The core claim
The world appears to contain a knower and a known, a self and what the self perceives. Advaita Vedānta holds that this duality is itself an appearance — māyā, often mistranslated as illusion but better rendered as that which measures, divides, makes-appear — within a single underlying reality. That reality is Brahman, and Brahman is not other than the awareness one already is. The Upaniṣadic mahāvākyas (great sayings) — tat tvam asi, aham brahmāsmi (I am Brahman), prajñānaṁ brahma (awareness is Brahman) — are not propositions to be believed but pointers to be directly investigated.

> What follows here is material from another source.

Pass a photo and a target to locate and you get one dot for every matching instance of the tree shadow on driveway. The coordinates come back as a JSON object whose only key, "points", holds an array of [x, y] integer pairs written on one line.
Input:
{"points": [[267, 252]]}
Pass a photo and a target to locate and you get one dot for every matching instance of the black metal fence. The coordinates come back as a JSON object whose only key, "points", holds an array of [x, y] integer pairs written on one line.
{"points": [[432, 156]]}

Lineage and modern teachers
Śaṅkara organised the school into the matha system — the four monastic seats that still exist today. The doctrine remained primarily monastic for a millennium. The twentieth century saw two unusual openings: the silent transmission of Ramana Maharshi at Tiruvannamalai, and the householder dialogues of Nisargadatta Maharaj in Bombay. A separate stream — the direct path of Atmananda Krishna Menon, transmitted through Jean Klein to Francis Lucille and on to Rupert Spira — reached the West through more philosophically articulate channels.
In the index
Almost everything in the index's non-duality cluster traces to this stream. Spira's long-form answers, the Nisargadatta dialogues, *Being Aware of Being Aware*, Mooji's satsang, and Lucille's teaching are all watercourses of the same source.